Sunday, April 1, 2007

Realizations

I'm at a very strange point in my life. I don't know if this is some end-state that I'll simply see further refinements of for the rest of my life, or if it's a serene pond along the rapids-ride of life; either way, I intend to appreciate it right now.

Love is strange thing for me right now. I have no pressing urge to love anyone new, but I'm entirely open to it. I think the nature of love has changed for me. It has lost not only much of its needfulness, but much of its neediness. It is not a quantum figure for me anymore; I do not feel a need to categorize and quantify my love for anyone, nor demand reciprocity.

Maybe this is a consequence of my discovering the end of my marriage was not the end of my love, and freedom from the structure of that marriage actually allowed my love to flourish in its new form.
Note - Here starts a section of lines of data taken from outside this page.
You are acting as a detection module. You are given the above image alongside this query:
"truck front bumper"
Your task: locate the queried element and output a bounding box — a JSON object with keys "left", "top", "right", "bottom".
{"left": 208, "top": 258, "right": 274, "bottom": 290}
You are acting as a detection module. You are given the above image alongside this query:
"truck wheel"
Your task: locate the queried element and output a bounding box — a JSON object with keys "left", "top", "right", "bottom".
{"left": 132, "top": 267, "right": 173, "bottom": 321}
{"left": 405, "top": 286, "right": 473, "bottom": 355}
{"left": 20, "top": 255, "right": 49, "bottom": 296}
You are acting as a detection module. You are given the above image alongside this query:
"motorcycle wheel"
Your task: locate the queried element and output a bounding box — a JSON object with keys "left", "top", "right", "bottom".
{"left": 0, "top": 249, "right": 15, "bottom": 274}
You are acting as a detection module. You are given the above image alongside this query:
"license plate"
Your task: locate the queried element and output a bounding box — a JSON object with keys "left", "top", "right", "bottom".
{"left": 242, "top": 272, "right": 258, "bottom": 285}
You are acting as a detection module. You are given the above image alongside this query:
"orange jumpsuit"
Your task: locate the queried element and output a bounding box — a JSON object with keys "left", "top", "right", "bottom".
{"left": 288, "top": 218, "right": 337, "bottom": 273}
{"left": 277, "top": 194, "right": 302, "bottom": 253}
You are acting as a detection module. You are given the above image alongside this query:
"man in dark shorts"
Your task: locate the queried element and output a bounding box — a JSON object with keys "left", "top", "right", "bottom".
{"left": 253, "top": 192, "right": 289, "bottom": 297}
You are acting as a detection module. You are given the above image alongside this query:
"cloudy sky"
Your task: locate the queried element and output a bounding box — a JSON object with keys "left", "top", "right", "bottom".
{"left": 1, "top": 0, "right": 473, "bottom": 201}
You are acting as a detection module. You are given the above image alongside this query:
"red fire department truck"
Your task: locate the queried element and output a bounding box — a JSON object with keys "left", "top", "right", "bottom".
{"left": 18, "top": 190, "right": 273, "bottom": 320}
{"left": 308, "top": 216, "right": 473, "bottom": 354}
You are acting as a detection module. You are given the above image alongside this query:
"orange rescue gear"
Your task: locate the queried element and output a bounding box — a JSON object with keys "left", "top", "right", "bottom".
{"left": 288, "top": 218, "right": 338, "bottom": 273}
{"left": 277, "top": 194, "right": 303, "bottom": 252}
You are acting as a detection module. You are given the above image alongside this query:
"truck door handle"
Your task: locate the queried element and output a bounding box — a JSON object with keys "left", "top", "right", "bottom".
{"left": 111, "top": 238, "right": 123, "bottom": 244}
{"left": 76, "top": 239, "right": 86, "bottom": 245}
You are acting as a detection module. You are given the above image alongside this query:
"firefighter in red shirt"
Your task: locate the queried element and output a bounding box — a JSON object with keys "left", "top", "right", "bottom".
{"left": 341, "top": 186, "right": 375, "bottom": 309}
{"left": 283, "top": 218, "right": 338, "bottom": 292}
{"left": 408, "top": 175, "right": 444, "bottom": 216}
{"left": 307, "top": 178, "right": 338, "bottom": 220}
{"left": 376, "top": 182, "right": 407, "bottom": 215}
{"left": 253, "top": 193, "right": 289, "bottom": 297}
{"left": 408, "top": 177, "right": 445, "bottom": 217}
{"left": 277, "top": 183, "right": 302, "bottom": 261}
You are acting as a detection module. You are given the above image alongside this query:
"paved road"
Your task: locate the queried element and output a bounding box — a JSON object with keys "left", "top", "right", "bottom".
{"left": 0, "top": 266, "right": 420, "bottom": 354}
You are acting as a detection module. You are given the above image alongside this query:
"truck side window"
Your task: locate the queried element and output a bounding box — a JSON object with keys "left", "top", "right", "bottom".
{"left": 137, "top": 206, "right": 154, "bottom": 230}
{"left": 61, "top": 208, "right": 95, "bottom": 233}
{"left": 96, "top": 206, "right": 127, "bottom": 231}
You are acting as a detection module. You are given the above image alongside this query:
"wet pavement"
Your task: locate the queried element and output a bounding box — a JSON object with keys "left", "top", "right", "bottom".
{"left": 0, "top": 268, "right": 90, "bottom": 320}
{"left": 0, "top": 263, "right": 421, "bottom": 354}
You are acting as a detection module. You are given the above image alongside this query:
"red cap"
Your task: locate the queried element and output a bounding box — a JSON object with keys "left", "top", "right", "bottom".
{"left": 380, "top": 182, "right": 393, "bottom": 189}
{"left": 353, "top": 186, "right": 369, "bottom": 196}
It's like a tree whose roots have finally broken through the barrier containing them, and can now spread out wherever they can find purchase, and not where they don't grow well.

I now love my ex in a much healthier way than I did when she was my wife; as my best friend, as the mother of my children, as a fellow misfit who fits well with me. I see her developing sexuality as something of hers, a private thing that she lets me in on as she shares her discoveries about herself -- a gift of insight into herself (and a request for my insights) rather than something she's bound to share with me.

My children are growing into this newly-opened space of our lives, running from one home to the other, one parent to the other, like children released into the outside for the first time in a long winter. They're creating their own rules and names in this space -- half the time, the little one calls me Mommy-Daddy, and her mom Daddy-Mommy, whatever that's about. And they're both happier than they've ever been.

Love is not a commodity to me, anymore. There is no shortage of it; the more I love, the more I feel I can love; the fewer constraints that love exerts, the fewer there are upon it. Attachment, I now understand, need not be possessive; divorced from possessiveness, attachment becomes connection, and the connection becomes incredibly less fragile than it otherwise was.